Je vais bien

Par Hélène Gingras
Je vais bien

Voici le billet du 16 septembre de Hélène Gingras.

Comment allez-vous?

Je vous le demande et, pour dire vrai, c’est des nouvelles de Maryse (prénom fictif) que j’attends.

Les rares fois où je passe devant chez toi, je jette un œil pour voir si tu es là. Même si on se connaît peu. Par une personne interposée en fait. J’ai apprécié les quelques fois où on a mangé ensemble. Nos discussions lors d’un 5 à 7. Puis dans la rue pendant que ton aînée jouait.

Les préambules entre nous n’ont pas été longs ni difficiles.
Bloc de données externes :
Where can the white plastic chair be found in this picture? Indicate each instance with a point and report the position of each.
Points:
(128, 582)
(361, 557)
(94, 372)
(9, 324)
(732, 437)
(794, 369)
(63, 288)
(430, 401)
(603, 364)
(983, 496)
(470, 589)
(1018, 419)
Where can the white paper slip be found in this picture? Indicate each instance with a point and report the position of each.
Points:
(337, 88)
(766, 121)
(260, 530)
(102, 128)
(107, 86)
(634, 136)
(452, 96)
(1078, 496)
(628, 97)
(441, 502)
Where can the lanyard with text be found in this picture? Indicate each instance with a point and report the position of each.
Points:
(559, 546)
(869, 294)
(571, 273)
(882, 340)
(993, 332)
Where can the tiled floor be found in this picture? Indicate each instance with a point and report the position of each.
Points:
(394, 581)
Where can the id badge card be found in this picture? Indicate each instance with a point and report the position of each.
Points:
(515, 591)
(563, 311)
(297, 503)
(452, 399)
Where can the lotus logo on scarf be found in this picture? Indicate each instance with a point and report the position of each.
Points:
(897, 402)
Tout de suite, on s’est appréciées mutuellement. On s’est aussi mises à parler des mêmes affaires. Simplement. On a aussi ri.

J’ai su que tu avais envoyé un courriel à des amis proches il y a trois semaines. Un appel à l’aide. Urgent. Touchant. Des mots bien pesés. Une pensée clairement exprimée. Lucide. Comme tu sais si bien le faire. Parce que tout va mal dans toutes les sphères de ta vie. Ou presque. Et que tu n’y arrive plus. Que tu veux éviter que ta plus jeune en souffre. Elle qui subit déjà certains contrecoups dont tu ne peux l’épargner.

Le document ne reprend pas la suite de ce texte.